Introduction
A growing body of work has recently emerged that applies depoliticisation as an analytical concept, often to explain developments in monetary and financial policy making (Burnham, 2001; Buller and Flinders, 2005; Flinders and Buller, 2006; Hay, 2007; Jenkins, 2011). It argues that responsibility for economic policy making has been passed away, by various means, from government to either quasi or wholly independent bodies resulting in lower degrees of political contestation and less active collective representation of public bodies by majoritarian institutions (Hay, 2007; Jenkins, 2011; Mügge, 2011). This chapter moves beyond the empirical realms of economic policy by exploring UK energy governance through the lenses of (de-) politicisation. UK energy policy making is understood here as having been subject to very deliberate depoliticising processes during the 1980s and 1990s. By some contrast, however, by the late 2000s energy had become somewhat re-politicised and subject to higher degrees of contestation and formal political deliberation. New government institutions had been established in order to steer energy policy towards the achievement of new objectives, of energy security and climate change mitigation.
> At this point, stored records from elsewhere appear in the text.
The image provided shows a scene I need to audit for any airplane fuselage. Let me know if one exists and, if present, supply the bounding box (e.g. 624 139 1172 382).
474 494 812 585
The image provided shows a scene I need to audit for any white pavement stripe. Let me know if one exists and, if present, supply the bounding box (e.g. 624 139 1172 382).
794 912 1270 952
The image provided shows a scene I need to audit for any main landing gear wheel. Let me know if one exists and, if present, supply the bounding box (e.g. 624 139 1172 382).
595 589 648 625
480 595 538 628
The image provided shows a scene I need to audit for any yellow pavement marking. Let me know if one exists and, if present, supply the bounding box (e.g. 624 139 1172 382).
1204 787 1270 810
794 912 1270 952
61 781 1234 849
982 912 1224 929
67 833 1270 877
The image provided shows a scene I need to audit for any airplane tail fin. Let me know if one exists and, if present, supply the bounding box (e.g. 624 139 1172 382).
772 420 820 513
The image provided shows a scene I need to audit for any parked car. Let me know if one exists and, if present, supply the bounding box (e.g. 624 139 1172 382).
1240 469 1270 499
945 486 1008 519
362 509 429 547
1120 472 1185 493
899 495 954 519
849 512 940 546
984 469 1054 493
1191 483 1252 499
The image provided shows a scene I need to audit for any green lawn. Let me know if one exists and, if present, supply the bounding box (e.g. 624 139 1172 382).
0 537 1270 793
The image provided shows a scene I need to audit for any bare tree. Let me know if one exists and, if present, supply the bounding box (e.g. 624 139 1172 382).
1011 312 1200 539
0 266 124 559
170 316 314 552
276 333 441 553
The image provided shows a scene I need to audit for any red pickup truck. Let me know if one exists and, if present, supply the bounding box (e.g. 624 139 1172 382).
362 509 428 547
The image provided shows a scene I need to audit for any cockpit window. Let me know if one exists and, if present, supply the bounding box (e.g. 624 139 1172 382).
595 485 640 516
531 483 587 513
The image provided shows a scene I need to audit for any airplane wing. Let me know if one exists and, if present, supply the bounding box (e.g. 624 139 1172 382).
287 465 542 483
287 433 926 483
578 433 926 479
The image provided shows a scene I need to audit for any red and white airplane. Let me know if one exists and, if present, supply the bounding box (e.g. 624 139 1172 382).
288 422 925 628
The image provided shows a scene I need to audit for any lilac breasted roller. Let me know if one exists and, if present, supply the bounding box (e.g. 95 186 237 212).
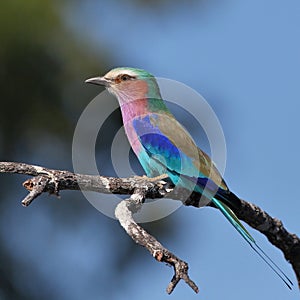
86 68 292 288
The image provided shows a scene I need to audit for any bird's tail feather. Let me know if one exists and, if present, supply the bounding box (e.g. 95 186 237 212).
212 198 293 289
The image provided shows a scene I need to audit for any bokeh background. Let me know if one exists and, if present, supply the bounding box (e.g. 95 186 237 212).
0 0 300 300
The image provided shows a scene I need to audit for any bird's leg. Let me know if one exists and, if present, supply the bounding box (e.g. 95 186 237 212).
134 174 169 182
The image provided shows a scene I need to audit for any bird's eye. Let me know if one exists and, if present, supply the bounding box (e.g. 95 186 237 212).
121 74 130 81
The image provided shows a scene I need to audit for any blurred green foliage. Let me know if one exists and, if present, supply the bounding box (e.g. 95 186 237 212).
0 0 176 300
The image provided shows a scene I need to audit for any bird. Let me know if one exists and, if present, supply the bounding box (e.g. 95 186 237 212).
85 67 293 289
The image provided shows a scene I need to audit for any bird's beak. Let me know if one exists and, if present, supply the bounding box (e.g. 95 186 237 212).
85 77 110 87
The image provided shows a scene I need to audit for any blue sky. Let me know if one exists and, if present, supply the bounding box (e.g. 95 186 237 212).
65 0 300 300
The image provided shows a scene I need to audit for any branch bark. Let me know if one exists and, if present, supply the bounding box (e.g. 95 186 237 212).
0 162 300 293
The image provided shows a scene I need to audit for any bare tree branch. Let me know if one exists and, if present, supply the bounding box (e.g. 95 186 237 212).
0 162 300 293
115 188 199 294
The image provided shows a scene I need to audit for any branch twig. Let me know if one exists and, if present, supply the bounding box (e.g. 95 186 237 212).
115 189 199 294
0 162 300 293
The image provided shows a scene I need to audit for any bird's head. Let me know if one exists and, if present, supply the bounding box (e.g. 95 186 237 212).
85 68 161 104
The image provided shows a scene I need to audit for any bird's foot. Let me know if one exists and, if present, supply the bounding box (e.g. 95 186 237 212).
134 174 169 182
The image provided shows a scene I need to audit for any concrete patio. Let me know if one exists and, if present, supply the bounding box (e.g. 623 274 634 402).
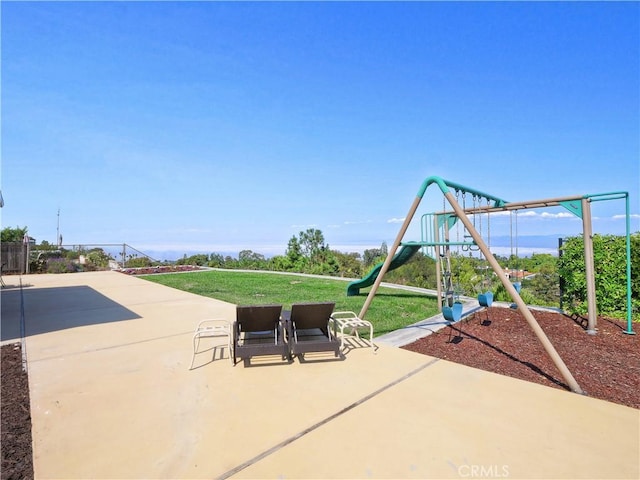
2 272 640 479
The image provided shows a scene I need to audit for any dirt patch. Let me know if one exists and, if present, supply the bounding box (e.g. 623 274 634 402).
403 307 640 408
0 343 33 479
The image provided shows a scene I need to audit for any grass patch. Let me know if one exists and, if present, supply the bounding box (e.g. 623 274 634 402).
141 270 438 336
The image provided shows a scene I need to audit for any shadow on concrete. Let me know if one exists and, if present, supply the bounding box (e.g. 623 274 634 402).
0 286 141 343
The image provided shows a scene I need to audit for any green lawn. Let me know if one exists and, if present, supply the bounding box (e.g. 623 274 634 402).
141 270 438 336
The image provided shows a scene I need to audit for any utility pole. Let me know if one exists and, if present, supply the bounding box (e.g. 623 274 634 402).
56 207 62 247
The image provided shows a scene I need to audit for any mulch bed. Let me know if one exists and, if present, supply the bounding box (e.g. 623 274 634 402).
0 307 640 480
118 265 203 275
403 307 640 408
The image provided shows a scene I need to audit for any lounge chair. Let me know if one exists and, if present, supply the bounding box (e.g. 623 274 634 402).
232 305 289 365
286 302 340 357
331 311 374 348
189 318 232 370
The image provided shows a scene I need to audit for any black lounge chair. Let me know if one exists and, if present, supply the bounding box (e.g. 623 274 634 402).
232 305 289 365
287 302 340 357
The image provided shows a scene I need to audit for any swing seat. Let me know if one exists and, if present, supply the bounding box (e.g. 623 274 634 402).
478 292 493 307
442 302 462 322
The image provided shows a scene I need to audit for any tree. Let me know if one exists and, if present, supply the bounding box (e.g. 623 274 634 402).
0 227 28 243
558 233 640 318
299 228 326 258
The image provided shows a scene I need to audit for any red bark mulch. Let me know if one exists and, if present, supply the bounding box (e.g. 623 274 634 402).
403 307 640 408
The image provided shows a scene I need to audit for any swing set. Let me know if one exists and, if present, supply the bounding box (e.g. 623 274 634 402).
358 176 634 393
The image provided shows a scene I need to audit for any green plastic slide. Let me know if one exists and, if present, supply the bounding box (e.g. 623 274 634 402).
347 243 422 297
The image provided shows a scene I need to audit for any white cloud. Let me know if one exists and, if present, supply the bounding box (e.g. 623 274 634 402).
540 212 577 218
344 220 371 225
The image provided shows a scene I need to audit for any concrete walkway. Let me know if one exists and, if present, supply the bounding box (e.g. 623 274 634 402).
2 272 640 479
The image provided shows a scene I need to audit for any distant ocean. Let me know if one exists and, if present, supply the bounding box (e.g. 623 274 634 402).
138 234 562 261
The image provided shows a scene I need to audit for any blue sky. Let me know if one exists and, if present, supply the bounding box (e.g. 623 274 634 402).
0 2 640 258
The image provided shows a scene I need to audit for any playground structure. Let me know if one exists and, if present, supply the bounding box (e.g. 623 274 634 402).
350 176 634 393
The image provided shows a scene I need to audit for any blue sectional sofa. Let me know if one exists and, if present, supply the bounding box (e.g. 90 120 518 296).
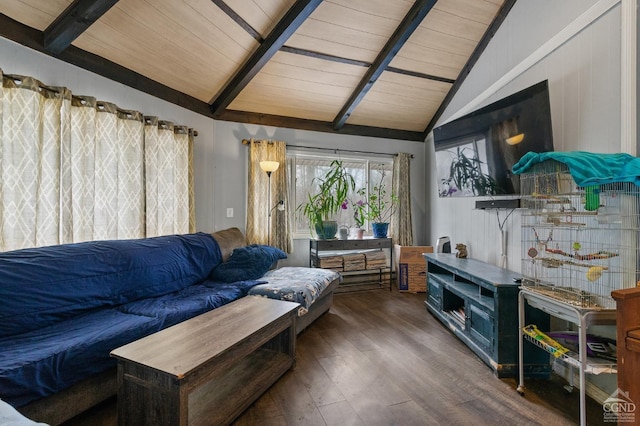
0 229 339 424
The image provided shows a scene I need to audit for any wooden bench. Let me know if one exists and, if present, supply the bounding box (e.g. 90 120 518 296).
111 296 299 426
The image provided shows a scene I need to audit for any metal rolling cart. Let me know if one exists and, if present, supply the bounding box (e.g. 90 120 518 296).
517 160 640 425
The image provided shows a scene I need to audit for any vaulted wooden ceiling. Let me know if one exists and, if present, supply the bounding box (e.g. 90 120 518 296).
0 0 515 141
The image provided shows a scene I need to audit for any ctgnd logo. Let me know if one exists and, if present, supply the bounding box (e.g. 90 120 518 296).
602 388 636 423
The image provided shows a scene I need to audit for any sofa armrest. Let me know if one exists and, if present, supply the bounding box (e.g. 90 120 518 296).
211 228 247 262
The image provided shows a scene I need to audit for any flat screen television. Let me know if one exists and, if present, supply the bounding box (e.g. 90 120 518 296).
433 80 553 197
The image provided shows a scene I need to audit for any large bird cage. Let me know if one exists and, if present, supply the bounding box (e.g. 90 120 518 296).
520 160 640 309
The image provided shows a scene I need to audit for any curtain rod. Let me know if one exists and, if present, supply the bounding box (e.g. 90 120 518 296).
242 139 413 158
These changes are notable in that they mark energy policy out from other areas of economic policy making in the UK, and elsewhere, where depoliticising trends arguably continue. Through the application of insights from a second conceptual frame, that of speaking security, it is argued here that energy was politicised partly through the impact of narratives of national energy supply (in-)security. These processes took place at the time of mounting political support for climate change mitigation, Russian energy policy restructurings, the emergence of China as a powerful energy actor, of rising oil and gas prices, and of the Russia–Ukraine gas transit disputes. In addition, the UK was on the brink of becoming an importer of oil and gas after decades as a net exporter. The specific argument here, however, is that renewed public and political interest in energy security, alongside the apparent failure of existing energy institutions to anticipate, explain or address energy security issues, highlighted a need for institutional change.
Combining conceptual insights from literatures on depoliticisation and securitisation may be novel, but it is also not entirely unproblematic.